At its Sept. 10 meeting, the school district's board of directors approved moving forward with a web-based approach to phone and intercom systems, and testing will begin this weekend.
The new approach includes a new district-wide "blast" calling system for mass communication and a new phone system, which is tentatively planned to also be utilized district-wide.
The new phone system, originally proposed for the district's Central Office, has extended to provide service at the Learning Enrichment Center and the district warehouse. The system has also been expanded to include Beaty-Warren Middle School as QZAB funds can be applied to the upgrade. Upgrades to the Central Office system are being paid for through capital reserve funds.
The new system will utilize voice over Internet Protocol (VOIP) technology to provide both the services of the traditional district landline system and a handful of expanded services.
According to Brian Collopy, the district's coordinator of technology/information and management, district personnel shouldn't see any noticeable difference in how the phone system is operated. When they pick up the phone and dial a number, it will connect a call. When the phone rings, they pick it up and presumably someone's voice will be on the line.
"It should be pretty transparent to the end user," Collopy said. "The differences are really at the back-end with the system and services. It's a more modern system with a little more redundancy."
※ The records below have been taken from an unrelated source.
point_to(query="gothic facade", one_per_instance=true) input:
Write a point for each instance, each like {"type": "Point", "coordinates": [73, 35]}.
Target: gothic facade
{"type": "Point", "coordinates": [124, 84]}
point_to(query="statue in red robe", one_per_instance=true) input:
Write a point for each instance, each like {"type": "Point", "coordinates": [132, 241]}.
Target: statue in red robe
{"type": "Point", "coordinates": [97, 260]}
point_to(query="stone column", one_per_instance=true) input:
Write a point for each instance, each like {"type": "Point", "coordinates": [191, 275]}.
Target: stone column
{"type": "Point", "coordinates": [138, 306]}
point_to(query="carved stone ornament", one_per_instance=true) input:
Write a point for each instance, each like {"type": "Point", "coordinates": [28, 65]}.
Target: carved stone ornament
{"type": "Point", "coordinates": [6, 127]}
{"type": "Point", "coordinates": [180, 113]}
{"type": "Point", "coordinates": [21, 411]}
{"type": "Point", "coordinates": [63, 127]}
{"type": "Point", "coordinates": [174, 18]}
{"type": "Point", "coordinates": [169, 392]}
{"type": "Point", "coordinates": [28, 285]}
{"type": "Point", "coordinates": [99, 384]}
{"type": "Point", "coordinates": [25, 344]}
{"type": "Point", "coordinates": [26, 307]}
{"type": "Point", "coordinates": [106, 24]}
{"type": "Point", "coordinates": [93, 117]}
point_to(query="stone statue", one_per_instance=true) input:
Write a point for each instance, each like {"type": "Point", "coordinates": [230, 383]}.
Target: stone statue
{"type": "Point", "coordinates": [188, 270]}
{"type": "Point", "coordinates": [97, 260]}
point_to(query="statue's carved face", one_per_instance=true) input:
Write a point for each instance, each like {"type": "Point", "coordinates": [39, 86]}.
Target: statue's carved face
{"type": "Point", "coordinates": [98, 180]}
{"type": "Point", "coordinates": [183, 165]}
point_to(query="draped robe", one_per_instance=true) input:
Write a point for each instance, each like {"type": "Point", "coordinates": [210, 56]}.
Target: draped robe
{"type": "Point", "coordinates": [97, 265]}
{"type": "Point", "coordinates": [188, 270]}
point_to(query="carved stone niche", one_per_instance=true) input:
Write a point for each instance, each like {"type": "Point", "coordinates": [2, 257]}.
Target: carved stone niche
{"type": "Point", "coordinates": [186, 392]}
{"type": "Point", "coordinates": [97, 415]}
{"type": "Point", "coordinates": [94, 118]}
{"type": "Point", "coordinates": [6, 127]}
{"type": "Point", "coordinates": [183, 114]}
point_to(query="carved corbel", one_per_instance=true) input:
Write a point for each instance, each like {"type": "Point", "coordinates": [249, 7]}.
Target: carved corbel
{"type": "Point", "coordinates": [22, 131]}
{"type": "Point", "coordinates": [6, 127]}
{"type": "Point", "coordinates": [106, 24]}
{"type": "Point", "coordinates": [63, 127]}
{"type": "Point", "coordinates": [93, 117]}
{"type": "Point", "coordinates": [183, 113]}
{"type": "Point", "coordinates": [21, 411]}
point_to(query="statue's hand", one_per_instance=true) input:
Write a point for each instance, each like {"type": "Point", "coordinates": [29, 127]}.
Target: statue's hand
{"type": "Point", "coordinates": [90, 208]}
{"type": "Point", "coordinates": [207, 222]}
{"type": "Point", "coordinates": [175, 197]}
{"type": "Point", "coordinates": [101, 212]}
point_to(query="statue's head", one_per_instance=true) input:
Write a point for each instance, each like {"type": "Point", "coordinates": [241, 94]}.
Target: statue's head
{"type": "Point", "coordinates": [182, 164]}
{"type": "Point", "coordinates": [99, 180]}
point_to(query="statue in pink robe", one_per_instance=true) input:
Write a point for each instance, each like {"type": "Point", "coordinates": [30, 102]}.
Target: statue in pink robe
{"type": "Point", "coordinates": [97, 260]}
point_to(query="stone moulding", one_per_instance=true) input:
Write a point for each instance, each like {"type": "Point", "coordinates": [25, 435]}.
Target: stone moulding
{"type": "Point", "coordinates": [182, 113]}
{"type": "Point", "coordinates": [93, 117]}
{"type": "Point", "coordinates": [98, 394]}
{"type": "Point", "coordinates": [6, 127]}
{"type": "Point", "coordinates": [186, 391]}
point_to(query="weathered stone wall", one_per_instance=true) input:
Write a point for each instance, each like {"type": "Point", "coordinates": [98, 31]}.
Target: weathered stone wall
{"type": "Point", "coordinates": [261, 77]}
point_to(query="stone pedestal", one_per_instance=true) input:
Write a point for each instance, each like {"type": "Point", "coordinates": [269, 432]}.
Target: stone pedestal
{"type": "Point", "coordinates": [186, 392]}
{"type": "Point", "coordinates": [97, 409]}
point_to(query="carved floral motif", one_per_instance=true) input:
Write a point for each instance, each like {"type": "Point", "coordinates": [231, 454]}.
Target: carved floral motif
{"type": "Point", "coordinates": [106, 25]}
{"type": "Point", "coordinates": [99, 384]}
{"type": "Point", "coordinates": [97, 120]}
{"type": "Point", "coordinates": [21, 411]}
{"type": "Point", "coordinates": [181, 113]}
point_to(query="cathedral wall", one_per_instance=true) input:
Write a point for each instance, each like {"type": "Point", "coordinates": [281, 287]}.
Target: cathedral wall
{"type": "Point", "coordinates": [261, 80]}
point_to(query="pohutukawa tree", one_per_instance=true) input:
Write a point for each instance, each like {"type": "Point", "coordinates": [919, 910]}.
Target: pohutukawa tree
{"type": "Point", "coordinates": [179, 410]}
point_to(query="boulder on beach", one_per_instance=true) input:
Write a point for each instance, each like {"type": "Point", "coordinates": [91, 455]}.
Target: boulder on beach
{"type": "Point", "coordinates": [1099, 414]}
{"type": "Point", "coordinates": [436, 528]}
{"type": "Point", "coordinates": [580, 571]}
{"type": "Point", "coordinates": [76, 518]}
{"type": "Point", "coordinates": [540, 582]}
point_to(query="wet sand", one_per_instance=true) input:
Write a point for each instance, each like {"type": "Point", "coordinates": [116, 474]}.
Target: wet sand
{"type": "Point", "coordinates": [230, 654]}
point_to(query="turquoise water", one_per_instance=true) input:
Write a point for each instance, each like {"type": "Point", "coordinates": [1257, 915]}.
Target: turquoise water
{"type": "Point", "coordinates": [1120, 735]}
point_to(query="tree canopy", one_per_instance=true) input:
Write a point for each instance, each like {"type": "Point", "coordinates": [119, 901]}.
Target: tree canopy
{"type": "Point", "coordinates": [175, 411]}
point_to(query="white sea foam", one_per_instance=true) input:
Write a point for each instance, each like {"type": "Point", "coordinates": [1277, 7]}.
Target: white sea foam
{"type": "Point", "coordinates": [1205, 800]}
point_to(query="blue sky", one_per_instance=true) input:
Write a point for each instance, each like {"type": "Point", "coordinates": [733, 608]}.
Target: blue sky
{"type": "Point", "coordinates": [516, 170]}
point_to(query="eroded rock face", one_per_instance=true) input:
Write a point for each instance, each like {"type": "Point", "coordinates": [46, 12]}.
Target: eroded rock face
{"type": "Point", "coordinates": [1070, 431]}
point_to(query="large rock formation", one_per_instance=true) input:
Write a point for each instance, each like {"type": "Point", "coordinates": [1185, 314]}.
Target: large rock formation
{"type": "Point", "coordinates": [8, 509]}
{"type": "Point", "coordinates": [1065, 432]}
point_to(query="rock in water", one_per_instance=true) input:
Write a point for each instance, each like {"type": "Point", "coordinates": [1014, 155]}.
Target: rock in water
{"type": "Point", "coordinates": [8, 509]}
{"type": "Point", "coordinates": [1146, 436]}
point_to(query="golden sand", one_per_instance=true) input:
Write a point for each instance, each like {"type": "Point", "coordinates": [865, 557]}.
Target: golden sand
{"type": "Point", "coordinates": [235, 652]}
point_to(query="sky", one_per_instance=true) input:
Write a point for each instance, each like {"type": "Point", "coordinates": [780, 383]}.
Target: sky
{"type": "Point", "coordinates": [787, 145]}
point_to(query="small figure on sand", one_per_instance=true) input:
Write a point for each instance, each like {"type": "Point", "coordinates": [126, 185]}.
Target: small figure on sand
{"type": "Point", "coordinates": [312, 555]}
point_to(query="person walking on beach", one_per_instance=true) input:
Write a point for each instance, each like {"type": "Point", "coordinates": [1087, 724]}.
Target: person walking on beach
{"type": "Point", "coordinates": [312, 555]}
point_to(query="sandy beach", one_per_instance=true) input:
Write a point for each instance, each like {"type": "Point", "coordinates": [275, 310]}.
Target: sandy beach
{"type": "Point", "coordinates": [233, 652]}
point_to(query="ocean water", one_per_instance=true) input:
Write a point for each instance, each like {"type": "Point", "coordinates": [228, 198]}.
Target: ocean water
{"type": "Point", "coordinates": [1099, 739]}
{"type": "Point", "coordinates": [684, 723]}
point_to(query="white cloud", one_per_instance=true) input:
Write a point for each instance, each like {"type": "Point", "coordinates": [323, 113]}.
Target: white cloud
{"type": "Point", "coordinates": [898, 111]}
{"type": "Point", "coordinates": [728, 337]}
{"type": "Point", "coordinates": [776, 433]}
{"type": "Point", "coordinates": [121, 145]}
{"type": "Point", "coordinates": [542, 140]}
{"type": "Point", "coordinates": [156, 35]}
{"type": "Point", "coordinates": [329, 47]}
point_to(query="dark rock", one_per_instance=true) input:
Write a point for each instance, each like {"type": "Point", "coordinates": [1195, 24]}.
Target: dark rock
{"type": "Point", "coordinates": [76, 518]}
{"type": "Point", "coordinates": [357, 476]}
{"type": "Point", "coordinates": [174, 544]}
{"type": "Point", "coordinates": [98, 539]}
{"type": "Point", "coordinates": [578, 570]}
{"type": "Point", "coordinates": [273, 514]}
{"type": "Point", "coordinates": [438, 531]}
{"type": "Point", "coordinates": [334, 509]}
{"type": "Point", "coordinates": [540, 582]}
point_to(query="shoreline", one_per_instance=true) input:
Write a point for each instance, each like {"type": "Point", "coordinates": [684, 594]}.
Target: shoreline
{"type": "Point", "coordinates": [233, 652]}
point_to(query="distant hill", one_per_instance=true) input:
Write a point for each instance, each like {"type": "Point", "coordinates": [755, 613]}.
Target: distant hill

In a voice over IP system, phone communications are carried over an IP data network as data "packets" which are reassembled at the receiving end to provide the communication, the same way internet service is carried over a data network.
"It's like comparing apples to bananas as far as functionality," Collopy said of comparing the system to traditional landline service.
In addition to phone service, the new system will replace the current intercom system, provide free conference calling and provide web-based voice mail messaging.
There are cost benefits to the system as well. Although there is an upfront implementation cost of $48,330, which includes a one-year system maintenance agreement through OpenArc, Collopy said the savings in service costs should recoup the initial investment.
Besides the cost savings inherent in the way communications are delivered through a voice over IP system, consolidating services will also provide cost benefits and allow the district to reduce "overall services purchased."
"We're looking at about two years (to start realizing saving)," Collopy said.
Testing of the systems at Beaty began Friday afternoon and extended through Saturday.
"They're our first school," Collopy said.